Cancer is a category of disease characterized by uncontrolled cell growth and proliferation. For cancer to develop, genes regulating cell growth and differentiation must be altered; these mutations are then maintained through subsequent cell divisions and are thus present in all cancerous cells. Gene expression profiling is a technique used in molecular biology to query the expression of thousands of genes simultaneously. In the context of cancer, gene expression profiling has been used to more accurately classify tumors. The information derived from gene expression profiling often helps in predicting the patient's clinical outcome.
Oncogenesis is the process by which normal cells acquire the properties of cancer cells leading to the formation of a cancer or tumor (see: tumorigenesis). It is characterized by a molecular reprogramming of a cell to undergo uninhibited cell division, allowing the formation of a malignant mass. The cells forming this mass undergo natural selection: as cells acquire mutations that enhance their survivability or reproductive capacity, they dominate the growing tumor as other cells are out-competed (see: somatic evolution in cancer). Because of these selective properties, the majority of cells within a tumor will share a common profile of gene expression.

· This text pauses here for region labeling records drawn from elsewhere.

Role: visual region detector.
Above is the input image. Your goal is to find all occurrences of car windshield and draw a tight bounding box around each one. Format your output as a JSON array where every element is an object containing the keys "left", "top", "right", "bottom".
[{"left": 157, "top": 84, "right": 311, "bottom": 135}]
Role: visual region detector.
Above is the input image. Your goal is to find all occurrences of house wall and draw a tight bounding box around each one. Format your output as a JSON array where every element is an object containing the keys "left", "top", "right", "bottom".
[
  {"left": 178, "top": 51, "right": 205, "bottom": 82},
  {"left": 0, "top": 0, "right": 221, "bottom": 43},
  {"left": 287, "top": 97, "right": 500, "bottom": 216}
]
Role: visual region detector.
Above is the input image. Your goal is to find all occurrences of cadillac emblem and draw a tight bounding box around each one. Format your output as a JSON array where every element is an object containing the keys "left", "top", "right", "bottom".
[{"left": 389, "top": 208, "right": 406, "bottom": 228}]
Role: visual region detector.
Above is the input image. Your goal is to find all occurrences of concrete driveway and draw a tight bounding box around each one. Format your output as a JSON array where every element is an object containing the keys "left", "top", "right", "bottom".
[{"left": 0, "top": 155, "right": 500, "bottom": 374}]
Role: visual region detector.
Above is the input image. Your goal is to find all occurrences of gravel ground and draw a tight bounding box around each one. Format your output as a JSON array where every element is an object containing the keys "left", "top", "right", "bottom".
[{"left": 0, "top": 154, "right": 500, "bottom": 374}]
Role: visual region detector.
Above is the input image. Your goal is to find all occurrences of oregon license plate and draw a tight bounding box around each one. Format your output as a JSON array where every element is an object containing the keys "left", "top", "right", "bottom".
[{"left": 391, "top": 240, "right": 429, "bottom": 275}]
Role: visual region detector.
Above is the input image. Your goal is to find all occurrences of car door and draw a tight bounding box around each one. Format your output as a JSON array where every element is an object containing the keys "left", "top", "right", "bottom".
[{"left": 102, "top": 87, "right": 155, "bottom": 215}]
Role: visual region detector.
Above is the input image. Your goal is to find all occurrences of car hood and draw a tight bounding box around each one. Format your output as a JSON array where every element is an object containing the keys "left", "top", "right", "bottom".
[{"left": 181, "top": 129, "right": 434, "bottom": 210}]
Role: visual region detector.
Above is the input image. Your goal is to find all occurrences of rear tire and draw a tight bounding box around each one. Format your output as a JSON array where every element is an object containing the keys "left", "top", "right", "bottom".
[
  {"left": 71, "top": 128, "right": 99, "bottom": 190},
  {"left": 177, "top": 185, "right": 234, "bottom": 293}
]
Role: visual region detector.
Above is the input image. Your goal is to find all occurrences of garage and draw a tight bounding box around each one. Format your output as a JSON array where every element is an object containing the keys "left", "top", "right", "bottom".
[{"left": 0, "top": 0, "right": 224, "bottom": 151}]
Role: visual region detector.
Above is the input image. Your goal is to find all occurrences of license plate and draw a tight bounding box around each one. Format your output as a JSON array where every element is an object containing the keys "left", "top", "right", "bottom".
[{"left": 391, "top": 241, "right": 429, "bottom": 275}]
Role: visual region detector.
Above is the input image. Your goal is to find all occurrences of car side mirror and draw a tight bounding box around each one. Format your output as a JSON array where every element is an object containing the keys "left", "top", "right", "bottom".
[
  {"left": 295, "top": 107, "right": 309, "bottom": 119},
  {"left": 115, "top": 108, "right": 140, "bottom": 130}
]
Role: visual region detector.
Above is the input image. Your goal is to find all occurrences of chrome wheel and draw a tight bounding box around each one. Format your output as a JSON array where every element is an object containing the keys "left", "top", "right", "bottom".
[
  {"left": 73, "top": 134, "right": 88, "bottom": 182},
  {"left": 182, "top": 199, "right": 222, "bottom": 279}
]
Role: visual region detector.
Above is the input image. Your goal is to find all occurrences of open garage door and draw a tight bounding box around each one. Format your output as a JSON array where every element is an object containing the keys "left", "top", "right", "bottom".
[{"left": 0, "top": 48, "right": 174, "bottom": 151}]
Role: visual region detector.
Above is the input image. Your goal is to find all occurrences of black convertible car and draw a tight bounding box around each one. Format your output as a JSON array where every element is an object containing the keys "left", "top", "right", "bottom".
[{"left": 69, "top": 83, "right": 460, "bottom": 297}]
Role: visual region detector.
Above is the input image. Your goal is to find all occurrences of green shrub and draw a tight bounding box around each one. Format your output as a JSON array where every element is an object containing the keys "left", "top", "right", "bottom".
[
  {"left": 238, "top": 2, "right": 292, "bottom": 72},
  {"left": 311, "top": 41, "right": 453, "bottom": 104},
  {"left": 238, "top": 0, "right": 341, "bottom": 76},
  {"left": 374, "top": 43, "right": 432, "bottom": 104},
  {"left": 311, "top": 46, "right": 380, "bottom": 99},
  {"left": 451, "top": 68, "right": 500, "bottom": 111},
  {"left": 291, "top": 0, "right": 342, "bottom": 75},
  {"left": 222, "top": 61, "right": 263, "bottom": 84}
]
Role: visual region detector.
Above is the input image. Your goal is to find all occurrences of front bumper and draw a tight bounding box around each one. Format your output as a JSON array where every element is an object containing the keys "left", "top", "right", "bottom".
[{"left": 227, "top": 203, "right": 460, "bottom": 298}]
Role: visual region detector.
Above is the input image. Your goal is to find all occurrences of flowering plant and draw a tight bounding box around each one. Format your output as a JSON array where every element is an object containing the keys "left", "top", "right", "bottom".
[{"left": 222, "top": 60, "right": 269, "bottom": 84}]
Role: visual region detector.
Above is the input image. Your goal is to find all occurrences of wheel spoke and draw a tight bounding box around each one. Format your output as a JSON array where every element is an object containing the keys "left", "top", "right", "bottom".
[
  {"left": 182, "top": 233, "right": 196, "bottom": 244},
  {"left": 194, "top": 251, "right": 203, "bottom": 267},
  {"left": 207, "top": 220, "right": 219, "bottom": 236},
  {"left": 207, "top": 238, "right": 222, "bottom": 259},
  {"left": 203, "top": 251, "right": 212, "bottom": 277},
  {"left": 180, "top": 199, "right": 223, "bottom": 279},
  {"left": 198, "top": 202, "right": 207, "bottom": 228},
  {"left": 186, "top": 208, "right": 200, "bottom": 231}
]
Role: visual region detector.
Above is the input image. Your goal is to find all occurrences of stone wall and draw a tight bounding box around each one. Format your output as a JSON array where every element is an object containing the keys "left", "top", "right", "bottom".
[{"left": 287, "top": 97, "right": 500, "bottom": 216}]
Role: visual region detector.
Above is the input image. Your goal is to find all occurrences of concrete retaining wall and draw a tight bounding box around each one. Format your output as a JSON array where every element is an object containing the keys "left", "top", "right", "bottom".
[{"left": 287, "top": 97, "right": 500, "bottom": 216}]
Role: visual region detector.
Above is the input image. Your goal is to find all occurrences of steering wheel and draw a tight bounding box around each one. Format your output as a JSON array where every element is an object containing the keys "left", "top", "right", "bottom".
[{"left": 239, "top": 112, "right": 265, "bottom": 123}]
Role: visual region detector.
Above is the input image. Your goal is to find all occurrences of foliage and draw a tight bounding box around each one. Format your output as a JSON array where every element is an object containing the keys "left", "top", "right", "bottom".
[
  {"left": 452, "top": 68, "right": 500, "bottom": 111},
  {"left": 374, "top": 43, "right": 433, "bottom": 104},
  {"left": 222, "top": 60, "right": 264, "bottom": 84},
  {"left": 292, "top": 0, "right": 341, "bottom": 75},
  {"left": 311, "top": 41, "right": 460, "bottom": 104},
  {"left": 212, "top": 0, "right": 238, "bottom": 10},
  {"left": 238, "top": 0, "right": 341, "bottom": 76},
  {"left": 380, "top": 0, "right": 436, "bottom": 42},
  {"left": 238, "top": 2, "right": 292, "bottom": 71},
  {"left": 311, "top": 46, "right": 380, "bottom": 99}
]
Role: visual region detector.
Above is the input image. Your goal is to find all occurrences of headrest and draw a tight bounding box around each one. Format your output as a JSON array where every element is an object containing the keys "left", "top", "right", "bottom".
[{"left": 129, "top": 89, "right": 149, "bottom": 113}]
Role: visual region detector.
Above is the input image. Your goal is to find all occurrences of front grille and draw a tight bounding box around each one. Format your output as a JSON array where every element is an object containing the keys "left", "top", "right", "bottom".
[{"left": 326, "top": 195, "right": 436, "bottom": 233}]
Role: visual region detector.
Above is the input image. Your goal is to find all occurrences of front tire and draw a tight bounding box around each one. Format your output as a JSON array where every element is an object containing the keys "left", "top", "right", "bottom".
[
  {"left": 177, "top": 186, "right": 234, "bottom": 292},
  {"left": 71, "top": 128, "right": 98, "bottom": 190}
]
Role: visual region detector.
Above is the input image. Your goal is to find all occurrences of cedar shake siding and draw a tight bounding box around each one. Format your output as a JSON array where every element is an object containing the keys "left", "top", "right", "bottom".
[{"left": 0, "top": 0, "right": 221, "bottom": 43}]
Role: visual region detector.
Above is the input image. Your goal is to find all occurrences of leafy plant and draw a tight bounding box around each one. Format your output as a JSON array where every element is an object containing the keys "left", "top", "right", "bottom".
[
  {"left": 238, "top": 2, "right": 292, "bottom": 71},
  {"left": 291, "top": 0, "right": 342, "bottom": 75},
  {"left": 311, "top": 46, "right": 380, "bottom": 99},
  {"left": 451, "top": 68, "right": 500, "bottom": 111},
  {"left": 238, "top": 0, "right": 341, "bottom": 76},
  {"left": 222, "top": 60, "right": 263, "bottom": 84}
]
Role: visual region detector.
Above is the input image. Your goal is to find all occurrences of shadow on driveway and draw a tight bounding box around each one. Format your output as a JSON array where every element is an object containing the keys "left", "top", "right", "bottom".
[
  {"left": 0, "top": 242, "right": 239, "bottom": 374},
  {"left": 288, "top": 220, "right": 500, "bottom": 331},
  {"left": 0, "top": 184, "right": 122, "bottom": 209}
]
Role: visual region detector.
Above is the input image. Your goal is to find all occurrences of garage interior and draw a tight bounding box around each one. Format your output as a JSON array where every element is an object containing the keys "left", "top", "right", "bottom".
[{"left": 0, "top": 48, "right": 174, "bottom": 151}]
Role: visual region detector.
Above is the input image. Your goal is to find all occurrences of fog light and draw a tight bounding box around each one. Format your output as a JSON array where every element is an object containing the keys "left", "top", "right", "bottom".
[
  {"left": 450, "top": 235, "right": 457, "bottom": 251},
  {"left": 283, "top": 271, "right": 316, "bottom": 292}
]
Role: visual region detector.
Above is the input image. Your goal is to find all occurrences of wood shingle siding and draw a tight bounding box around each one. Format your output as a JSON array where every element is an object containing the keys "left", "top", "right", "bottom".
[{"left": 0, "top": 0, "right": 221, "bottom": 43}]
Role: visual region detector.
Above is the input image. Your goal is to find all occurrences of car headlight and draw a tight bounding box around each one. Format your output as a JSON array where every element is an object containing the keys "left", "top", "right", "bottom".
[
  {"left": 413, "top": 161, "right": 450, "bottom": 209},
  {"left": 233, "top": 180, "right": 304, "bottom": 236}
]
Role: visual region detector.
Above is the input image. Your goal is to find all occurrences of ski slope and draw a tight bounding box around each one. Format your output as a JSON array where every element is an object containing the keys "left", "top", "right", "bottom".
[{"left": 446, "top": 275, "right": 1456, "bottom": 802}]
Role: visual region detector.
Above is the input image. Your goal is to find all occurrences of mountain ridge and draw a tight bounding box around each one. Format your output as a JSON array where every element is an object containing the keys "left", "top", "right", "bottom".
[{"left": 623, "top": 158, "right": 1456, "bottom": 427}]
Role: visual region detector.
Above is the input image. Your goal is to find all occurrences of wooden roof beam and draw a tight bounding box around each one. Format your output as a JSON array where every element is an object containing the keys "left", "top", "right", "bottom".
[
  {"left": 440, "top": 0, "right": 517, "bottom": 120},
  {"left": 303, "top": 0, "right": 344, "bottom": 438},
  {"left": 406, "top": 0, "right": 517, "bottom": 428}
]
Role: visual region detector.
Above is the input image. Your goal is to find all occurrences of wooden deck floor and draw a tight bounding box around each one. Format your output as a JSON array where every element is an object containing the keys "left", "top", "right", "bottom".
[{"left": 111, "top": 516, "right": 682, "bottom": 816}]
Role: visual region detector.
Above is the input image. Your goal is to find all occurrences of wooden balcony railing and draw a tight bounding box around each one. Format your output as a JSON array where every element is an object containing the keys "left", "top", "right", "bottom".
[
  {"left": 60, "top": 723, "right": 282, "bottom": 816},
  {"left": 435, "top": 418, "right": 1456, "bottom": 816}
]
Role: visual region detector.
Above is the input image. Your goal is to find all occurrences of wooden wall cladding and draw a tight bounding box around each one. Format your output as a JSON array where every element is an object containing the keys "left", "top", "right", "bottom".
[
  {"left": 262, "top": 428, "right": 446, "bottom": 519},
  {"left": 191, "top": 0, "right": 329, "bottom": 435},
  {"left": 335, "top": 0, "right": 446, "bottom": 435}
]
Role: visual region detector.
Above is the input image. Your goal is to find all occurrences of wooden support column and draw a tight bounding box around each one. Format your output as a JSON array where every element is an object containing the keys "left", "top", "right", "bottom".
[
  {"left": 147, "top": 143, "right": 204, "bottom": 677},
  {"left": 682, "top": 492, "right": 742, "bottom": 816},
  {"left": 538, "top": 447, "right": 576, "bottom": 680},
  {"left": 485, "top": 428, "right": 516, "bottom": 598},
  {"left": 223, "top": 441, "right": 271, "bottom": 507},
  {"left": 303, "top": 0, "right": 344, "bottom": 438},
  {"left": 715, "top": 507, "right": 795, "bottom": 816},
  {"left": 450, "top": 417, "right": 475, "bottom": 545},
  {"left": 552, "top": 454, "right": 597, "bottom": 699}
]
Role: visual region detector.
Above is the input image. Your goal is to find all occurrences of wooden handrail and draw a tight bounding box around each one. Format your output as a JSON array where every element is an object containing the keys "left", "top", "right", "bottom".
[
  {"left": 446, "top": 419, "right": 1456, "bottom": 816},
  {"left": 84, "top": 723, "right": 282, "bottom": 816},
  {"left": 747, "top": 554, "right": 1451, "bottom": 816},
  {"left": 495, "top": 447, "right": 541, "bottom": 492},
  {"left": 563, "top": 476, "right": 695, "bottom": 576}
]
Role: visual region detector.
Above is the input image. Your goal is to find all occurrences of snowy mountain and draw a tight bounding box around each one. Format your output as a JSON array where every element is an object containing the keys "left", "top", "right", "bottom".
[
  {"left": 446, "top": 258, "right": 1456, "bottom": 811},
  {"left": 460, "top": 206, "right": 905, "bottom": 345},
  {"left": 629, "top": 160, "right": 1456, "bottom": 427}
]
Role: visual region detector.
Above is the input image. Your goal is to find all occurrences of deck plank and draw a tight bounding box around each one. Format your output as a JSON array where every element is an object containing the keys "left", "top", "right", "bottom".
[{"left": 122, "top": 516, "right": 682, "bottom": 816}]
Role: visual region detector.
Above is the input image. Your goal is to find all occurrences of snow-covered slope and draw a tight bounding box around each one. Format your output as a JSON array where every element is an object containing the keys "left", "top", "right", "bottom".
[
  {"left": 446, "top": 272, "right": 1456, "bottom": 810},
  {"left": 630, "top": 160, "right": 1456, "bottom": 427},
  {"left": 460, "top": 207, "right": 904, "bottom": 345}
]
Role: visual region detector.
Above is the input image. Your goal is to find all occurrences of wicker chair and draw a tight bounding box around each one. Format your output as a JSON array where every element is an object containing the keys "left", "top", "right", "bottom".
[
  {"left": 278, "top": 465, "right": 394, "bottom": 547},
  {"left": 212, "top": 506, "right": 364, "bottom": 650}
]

Gene expression profiling is a technique used in molecular biology to query the expression of thousands of genes simultaneously. While almost all cells in an organism contain the entire genome of the organism, only a small subset of those genes is expressed as messenger RNA (mRNA) at any given time, and their relative expression can be evaluated. Techniques include DNA microarray technology or sequenced-based techniques such as serial analysis of gene expression (SAGE).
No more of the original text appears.